If you want to prove, that eigenvalues of Hermitian operator are real, then you should do something like you have done now. But if you instead want to prove that some given operator is Hermitian, then you should not use eigenstates in your calculation. Operator A being Hermitian means that for two arbitrary physical states \psi and \phi an equation

<br /> \langle A\psi |\phi\rangle = \langle \psi| A\phi\rangle<br />

is true. You are not allowed to assume that these states would be eigenstates.

If the operator is defined in position representation in terms of derivative operators, like the momentum operator is, this proof can be carried out using integration by parts. First write down the inner product in the position representation as an integral, and see what you can do.

 

[Ene Dene]

I understand what you're saying but I haven't been able to proove it.

 

[CompuChip]

Work out the inner product.
I'll do the x one for you, try the p yourself (it's harder, because you have to find a way to throw the derivative over to the other side ).

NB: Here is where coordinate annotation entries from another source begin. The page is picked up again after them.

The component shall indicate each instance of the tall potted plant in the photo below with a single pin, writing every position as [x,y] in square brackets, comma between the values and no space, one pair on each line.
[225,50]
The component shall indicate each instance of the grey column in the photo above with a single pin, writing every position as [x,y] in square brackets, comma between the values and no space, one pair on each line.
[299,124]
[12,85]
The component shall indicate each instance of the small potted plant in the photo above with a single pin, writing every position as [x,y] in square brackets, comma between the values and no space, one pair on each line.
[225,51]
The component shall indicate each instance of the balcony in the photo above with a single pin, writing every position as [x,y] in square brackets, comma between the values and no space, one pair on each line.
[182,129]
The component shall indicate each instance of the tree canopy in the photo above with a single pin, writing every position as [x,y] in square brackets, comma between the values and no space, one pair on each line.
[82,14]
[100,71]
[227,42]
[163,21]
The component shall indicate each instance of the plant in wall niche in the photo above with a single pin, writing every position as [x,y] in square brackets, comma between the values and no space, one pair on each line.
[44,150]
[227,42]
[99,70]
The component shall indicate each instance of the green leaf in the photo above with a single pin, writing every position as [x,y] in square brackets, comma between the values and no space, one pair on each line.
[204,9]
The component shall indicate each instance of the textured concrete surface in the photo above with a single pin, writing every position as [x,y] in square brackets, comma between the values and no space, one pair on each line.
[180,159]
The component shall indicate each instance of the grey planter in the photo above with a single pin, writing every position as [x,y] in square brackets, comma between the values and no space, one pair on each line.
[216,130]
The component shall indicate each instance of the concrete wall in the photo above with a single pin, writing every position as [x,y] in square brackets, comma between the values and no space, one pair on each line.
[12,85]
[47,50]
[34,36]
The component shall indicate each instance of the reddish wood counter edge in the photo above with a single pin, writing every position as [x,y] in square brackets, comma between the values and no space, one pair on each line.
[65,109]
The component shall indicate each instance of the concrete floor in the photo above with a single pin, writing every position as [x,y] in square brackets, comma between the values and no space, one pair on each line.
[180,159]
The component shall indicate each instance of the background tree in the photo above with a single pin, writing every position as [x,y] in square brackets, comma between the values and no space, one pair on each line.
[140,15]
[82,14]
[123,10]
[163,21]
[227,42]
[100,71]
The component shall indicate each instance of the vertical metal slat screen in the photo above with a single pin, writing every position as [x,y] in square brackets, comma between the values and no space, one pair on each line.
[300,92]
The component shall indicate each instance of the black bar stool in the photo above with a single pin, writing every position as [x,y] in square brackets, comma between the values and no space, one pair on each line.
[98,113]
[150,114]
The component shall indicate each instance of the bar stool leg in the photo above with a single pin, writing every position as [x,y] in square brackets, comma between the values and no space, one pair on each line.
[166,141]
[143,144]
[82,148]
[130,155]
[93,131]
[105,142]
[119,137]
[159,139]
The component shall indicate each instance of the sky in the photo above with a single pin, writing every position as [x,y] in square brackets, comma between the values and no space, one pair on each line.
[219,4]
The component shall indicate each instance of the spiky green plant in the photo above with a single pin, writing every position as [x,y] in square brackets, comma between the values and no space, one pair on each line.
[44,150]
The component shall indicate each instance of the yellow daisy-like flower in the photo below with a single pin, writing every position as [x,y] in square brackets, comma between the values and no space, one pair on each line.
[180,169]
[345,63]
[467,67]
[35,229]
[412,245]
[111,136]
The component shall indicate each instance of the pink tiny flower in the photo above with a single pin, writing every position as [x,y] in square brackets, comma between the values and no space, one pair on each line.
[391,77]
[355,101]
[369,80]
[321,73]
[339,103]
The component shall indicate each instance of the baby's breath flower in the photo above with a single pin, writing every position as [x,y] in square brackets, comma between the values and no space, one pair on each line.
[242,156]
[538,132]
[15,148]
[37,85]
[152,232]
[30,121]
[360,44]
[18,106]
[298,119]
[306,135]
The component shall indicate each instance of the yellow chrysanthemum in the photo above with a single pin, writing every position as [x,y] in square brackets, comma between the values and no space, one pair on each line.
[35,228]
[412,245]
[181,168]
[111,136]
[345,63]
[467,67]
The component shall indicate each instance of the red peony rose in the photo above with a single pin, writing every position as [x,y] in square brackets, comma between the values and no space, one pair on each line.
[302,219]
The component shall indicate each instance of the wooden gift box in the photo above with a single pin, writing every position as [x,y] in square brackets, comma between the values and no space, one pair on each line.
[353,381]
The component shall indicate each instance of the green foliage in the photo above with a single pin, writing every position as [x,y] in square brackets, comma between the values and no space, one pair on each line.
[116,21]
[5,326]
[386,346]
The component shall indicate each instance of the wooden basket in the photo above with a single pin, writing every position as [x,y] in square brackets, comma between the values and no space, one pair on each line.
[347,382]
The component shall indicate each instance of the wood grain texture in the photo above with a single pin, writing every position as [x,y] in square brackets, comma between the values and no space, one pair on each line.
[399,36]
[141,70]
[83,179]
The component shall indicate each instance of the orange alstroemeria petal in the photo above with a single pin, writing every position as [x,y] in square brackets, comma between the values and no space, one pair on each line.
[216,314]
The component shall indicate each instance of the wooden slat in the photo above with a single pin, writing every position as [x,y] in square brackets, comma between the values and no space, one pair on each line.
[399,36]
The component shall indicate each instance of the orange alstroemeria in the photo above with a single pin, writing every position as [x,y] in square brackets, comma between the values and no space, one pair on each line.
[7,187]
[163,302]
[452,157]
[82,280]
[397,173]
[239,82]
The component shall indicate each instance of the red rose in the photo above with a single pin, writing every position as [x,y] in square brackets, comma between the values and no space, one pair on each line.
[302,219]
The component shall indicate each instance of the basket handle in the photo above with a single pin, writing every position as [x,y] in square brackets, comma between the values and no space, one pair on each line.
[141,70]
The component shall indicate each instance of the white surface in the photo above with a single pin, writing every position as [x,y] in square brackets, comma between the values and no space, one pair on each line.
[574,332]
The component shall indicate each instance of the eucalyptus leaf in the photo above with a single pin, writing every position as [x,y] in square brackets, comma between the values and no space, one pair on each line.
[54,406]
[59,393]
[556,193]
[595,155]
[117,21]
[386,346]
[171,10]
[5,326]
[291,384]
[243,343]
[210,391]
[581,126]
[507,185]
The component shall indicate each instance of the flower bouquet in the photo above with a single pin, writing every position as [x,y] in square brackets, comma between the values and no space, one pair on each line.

I'll work in "real" space:
\langle x\phi | \psi \rangle = \int x^* \phi^*(x) \psi(x) \, \mathrm{d}x
but since in this base the x-operator just multiplies by x, and x* = x as the position is real,
\cdots = \int \phi^*(x) x^* \psi(x) \, \mathrm{d}x = \int \phi^*(x) x \psi(x) \, \mathrm{d}x = \langle \phi | x \psi \rangle.

I know, it looks trivial, but as I said, the momentum is harder. Try it (hint: partial integration)

 

[Ene Dene]

I did it, thanks. Now that I have seen your example it was not hard for momentum.